The bull threatening Luther with excommunication, Exsurge Domine (“Arise, O Lord”), was published on June 15, 1520. It represented the culmination of several precipitating factors. First, the initial charges against Luther demanding that he recant of his opinions in the indulgence controversy were never laid aside. Despite the requirement that he answer for his opinions in Rome or recant of them before Cardinal Cajetan in Rome, the controversy continued and Luther’s criticisms only sharpened. Second, the selection of a new emperor freed Rome to shift its attention from political concerns back to Luther. Third, the Leipzig Debate with John Eck in the summer of 1519 raised the question of papal authority more directly and necessitated a response from Rome. At the time, Luther was still relying on the protection of Frederick the Wise in Wittenberg. With the election and pending coronation of Charles V, Frederick had lost some of his bargaining power with Rome, as well as his status as “imperial vicar” during the interregnum. For the elector, there was the possibility that he and his university might be excommunicated or even receive the imperial interdict if he were found guilty of harboring a noted heretic. As a result, he sought the legal opinion of his jurists and laid the groundwork for how he might defend himself against the accusation.

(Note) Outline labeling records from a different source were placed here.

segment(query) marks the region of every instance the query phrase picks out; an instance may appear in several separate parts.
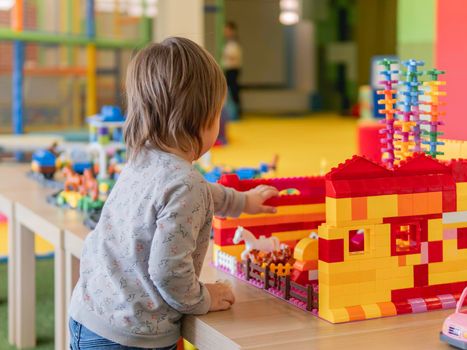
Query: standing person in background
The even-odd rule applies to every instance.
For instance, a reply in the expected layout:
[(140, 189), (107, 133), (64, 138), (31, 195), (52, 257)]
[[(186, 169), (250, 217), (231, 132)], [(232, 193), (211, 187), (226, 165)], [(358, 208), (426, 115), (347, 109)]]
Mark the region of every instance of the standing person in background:
[(224, 28), (225, 46), (222, 52), (221, 65), (224, 69), (227, 86), (238, 115), (242, 114), (240, 103), (240, 86), (238, 77), (242, 68), (242, 48), (238, 42), (237, 25), (234, 22), (227, 22)]

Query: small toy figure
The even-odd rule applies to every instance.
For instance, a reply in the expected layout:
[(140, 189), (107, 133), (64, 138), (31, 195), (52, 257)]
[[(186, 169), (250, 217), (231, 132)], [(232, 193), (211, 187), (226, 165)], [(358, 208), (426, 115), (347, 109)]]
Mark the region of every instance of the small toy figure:
[(241, 241), (245, 241), (245, 250), (241, 255), (242, 260), (246, 260), (248, 254), (250, 254), (253, 249), (257, 249), (262, 252), (273, 252), (275, 250), (279, 250), (280, 248), (279, 238), (274, 236), (269, 238), (266, 238), (265, 236), (259, 236), (257, 239), (252, 232), (239, 226), (235, 231), (233, 243), (239, 244)]
[(443, 324), (440, 339), (458, 349), (467, 349), (467, 288), (457, 302), (456, 312), (450, 315)]
[(33, 153), (31, 170), (39, 173), (46, 179), (52, 179), (57, 169), (55, 162), (57, 156), (50, 150), (39, 150)]

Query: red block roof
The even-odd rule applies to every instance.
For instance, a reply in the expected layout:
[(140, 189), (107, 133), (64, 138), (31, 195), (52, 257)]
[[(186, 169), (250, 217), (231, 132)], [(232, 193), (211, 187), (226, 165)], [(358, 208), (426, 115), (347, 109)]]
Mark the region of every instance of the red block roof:
[(416, 154), (389, 170), (369, 159), (354, 156), (326, 175), (326, 196), (346, 198), (453, 191), (455, 182), (464, 176), (467, 179), (464, 160), (446, 165), (425, 154)]

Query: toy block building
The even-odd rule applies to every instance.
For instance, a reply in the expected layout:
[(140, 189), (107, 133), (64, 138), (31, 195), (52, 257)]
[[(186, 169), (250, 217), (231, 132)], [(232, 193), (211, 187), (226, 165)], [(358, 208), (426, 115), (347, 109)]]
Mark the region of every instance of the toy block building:
[(256, 238), (261, 235), (276, 236), (282, 243), (293, 247), (324, 222), (323, 177), (240, 180), (237, 175), (229, 174), (223, 175), (219, 183), (239, 191), (248, 191), (262, 184), (271, 185), (281, 192), (279, 197), (265, 203), (277, 208), (275, 214), (242, 214), (238, 218), (214, 218), (214, 261), (218, 251), (235, 256), (240, 261), (240, 254), (245, 245), (235, 245), (232, 241), (238, 226), (251, 231)]
[(347, 322), (454, 307), (467, 286), (467, 161), (389, 170), (355, 156), (326, 175), (319, 315)]

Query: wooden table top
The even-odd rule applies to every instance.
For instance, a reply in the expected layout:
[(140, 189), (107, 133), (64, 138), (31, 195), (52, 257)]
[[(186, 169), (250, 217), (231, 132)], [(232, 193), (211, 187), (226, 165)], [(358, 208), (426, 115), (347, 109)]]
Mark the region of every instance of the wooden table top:
[[(27, 167), (0, 165), (0, 195), (21, 203), (64, 230), (84, 239), (82, 215), (53, 207), (53, 192), (25, 176)], [(438, 340), (443, 320), (453, 312), (432, 311), (333, 325), (268, 293), (216, 270), (208, 253), (201, 279), (231, 282), (236, 303), (229, 311), (187, 316), (184, 337), (204, 349), (449, 349)]]

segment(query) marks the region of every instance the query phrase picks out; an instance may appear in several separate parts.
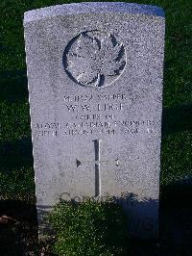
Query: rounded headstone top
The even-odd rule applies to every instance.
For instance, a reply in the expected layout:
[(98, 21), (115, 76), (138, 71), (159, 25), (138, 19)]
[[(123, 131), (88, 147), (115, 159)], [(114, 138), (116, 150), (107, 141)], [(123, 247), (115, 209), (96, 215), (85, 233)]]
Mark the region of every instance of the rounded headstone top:
[(139, 5), (123, 2), (90, 2), (56, 5), (40, 8), (24, 13), (24, 23), (49, 16), (70, 15), (90, 13), (124, 13), (164, 16), (163, 9), (151, 5)]

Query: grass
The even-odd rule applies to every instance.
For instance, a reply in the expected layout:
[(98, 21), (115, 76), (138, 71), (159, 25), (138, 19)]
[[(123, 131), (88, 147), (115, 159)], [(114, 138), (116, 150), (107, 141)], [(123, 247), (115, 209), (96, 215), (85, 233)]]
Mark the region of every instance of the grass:
[[(161, 6), (166, 13), (160, 178), (163, 188), (192, 178), (191, 6), (188, 0), (136, 2)], [(35, 200), (23, 13), (62, 3), (70, 1), (0, 2), (0, 193), (3, 198)]]
[(53, 252), (57, 255), (127, 255), (127, 218), (112, 199), (80, 204), (61, 201), (50, 214), (49, 222), (56, 231)]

In several meetings during the winter months of 1520, the case against Luther began to take shape. A consultation that included Cajetan was formed in February and began to detail Luther’s errors, though distinguishing between his teaching and his person. This would provide room to recant rather condemning him personally. When Eck arrived in Rome in the spring of 1520, he became a leading contributor in the formation of the bull. He reported on Luther’s more fervent opposition to papal authority and drafted a list of forty-one errors Luther held, which were added to the draft already produced by a committee in Rome charged with addressing the issue. It was Eck who later delivered a final draft of the bull to Leo X for his signature while the pope was out hunting.
Exsurge Domine famously referred to Luther as a “wild boar from the forest,” an unsubtle statement of the tensions between Rome and Germany. The list of forty-one charges ranged from Luther’s doctrine of penance that brought him into the public eye down to the Eucharist, the keys, papal authority, and purgatory. The bull laid out the efforts on the part of Rome to deal with Luther previously, proscribed the reading of all his works—even those lacking his noted errors—and commanded him to cease preaching immediately. It concluded with a call for Luther to recant of his condemned opinions within sixty days or face excommunication. Two nuncios, Eck and Jerome Aleander, were commissioned with spreading the bull throughout German lands.
While the bull itself did not technically excommunicate Luther, it came with significant ecclesiastical and political consequences. Rome mandated that all in the church reject Luther’s teachings or face excommunication themselves. This extended even to books that did not contain errors because they were associated with Luther as an accused heretic. There was also the possibility that princes supporting Luther, in particular Frederick the Wise, would be subject to imperial edict, or the “greater excommunication” that carried with it civil as well as ecclesiastical penalties. Upon receiving the bull, Luther did not offer a defense. Instead, on the sixtieth day after its receipt, by which time he was to stand trial or be excommunicated, Luther ceremonially burned the bull along with the books of canon law, which included traditional church decrees and papal bulls, as well as the glosses of medieval jurists. In this Luther symbolically rejected the ecclesiastical and legal system he saw supporting papal authority.